Matematik öğretmeni Gökçe, 9 yıl önce Şanlıurfa’da görev yaparken öğretmen arkadaşlarıyla birlikte boş zamanlarını değerlendirecek bir aktivite arayışına girdiğinde kick boks ile tanıştı.
22 yaşında bu spora adım atan Gökçe, antrenörünün yeteneğini keşfetmesiyle dikkat çekti. Eğitime başladıktan sadece 6 ay sonra katıldığı ilk müsabakada birincilik kazanarak Türkiye ve Balkan şampiyonlukları ile dünya ikinciliğini elde etti.
Dünya Kick Boks Şampiyonası’nda birincilik hedefiyle çalışan Gökçe, her gün okuldan ringe uzanan mücadelesine devam ediyor.

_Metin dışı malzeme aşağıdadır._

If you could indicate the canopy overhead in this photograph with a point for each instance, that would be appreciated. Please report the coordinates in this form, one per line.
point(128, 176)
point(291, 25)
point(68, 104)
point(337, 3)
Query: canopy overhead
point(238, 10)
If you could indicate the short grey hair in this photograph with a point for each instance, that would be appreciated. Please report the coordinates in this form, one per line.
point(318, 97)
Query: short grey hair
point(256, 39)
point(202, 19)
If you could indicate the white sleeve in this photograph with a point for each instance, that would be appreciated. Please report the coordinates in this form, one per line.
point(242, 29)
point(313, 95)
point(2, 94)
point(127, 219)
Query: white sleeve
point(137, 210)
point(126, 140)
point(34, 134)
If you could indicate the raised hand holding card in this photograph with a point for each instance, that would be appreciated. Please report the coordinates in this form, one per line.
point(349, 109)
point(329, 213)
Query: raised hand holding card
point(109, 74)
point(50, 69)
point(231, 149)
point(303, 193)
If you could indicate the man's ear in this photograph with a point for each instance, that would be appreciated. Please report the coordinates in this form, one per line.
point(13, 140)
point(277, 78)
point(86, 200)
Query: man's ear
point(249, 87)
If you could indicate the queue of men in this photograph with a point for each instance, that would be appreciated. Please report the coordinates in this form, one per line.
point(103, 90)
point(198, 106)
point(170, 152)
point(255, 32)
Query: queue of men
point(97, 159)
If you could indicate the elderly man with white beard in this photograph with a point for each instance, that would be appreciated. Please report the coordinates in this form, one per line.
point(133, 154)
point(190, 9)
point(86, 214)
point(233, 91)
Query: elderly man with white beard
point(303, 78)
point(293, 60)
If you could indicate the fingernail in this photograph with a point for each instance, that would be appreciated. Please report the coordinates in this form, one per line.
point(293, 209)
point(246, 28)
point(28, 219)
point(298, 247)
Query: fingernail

Şanlıurfa’dan İstanbul’a tayin olduktan sonra Pendik Şehit Yalçın Aran Ortaokulu’nda görevine devam eden Gökçe, birçok öğrencisine spora yönelmeleri için örnek oluyor.
“Hiç Kadın Yoktu, Bu Sporu Erkeklerden Dayak Yiye Yiye Öğrendim”
Ringlere uzanan yolculuğunu paylaşan Gökçe, daha önce kick boks hakkında “Birbirlerine vuruyorlar, bunu spor sanıyorlar.” düşüncesine sahip olduğunu, ama boş vakitlerini değerlendirmek amacıyla başladığında önyargısının değiştiğini ifade etti.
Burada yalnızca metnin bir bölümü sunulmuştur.